Ethics and the role of the board

Dec 01, 2017
Directors must understand the vital role of ethics in establishing the values and behavioural DNA of a board and its organisation.

The ethics and values of an organisation are generally formed and espoused by the founders. They can be based on a set of strong beliefs about a particular issue such as ethical beauty products, climate change or a particular way of doing business.

Regardless of the starting point, these ethics and associated values will be formative in how an organisation evolves and is run. Ethics and values cannot be painted onto an organisation, however.


In a business context, ethics involves the exercise of values – such as trust and integrity – which influence and determine the day-to-day behaviours and actions of a company. Embedded values and ethical behaviours are hard-won company assets built up over time that can easily be destroyed by actions that are, or perceived to be, unethical.

Ethical behaviour instils trust and empathy. It also enhances reputation, which can in turn improve income by attracting more customers who are attracted by the associated brand. It should in turn mean greater financial sustainability and finally, while good behaviour engenders more good behaviour, the opposite is also true.

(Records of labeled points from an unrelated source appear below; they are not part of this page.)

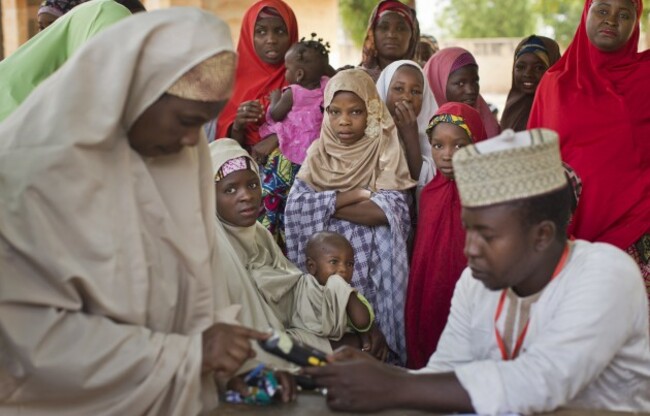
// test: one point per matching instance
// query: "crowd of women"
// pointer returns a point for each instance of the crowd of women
(122, 230)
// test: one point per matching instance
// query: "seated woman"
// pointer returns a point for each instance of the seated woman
(533, 57)
(272, 291)
(405, 90)
(353, 182)
(438, 258)
(453, 76)
(107, 300)
(604, 125)
(393, 34)
(268, 29)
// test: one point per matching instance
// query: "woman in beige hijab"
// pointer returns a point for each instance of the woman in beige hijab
(107, 303)
(354, 182)
(272, 292)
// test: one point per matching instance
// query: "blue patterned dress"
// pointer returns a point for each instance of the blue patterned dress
(381, 261)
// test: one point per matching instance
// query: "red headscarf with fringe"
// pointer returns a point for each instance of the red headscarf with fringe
(438, 257)
(598, 103)
(255, 79)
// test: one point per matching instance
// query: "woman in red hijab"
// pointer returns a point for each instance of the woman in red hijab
(596, 97)
(392, 35)
(268, 28)
(438, 257)
(453, 76)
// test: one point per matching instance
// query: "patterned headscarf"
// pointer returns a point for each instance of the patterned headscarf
(451, 119)
(461, 115)
(234, 165)
(536, 46)
(58, 7)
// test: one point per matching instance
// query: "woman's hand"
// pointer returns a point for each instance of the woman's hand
(248, 112)
(357, 382)
(226, 347)
(374, 343)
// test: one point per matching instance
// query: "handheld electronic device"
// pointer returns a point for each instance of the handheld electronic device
(282, 345)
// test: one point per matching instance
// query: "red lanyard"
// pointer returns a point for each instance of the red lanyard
(520, 339)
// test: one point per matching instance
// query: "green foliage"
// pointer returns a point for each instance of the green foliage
(560, 15)
(354, 16)
(486, 18)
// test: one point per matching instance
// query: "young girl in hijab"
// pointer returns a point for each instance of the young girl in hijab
(604, 125)
(105, 202)
(405, 90)
(380, 48)
(438, 257)
(268, 29)
(453, 76)
(295, 115)
(353, 182)
(533, 56)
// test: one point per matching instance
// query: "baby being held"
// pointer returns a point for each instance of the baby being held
(296, 113)
(329, 254)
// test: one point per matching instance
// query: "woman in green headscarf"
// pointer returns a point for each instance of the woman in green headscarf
(46, 52)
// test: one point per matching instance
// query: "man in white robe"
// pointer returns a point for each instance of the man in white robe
(537, 322)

If you are considering a directorship, whether as a non-executive or an executive director, it is important that you have a good understanding of the ethics and values of a company. If you work in the company, these should be self-evident. If not, it needs to be part of your due diligence. This process can include talking to current and former board members and senior executives. If you would have a difficulty in supporting these ethics and values, then you may want to reconsider whether becoming a board member is right for you.

Looking at the same issue from the company’s perspective, during the recruitment process board members should evaluate closely the ethics and values of any potential director against those of the company. The induction and ongoing professional development process for all board members, as well as staff, presents a good opportunity to introduce and reinforce ethics and discuss the company’s values – in other words, what it feels strongly about.

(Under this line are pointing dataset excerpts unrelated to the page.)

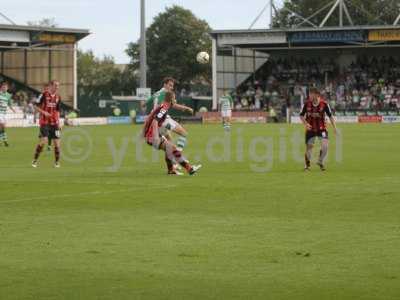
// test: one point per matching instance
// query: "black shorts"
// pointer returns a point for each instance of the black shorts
(49, 131)
(312, 135)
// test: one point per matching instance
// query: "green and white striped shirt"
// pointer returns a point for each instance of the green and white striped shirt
(226, 102)
(5, 102)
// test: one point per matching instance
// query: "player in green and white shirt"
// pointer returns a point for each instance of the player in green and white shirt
(226, 102)
(5, 103)
(169, 124)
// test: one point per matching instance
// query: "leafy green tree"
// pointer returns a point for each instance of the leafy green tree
(363, 12)
(173, 41)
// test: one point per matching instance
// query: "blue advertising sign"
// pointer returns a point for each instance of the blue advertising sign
(326, 36)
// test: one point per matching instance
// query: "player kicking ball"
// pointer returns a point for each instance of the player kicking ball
(313, 116)
(225, 103)
(169, 124)
(153, 137)
(48, 107)
(5, 103)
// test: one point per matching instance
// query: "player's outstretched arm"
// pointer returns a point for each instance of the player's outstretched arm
(333, 122)
(42, 111)
(182, 108)
(303, 119)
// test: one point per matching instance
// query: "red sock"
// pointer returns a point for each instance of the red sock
(38, 150)
(57, 153)
(169, 164)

Ethics and the role of the board

Once you have joined the board or are an existing board member, part of your role will be to ensure that ethics are embedded and exercised in the organisation. Company directors are responsible for setting the ethical standards and values for their organisation, and this is the most valuable asset directors can cultivate within an organisation. If these standards are embedded in the organisation, they will form the bedrock for the company’s future sustainability. 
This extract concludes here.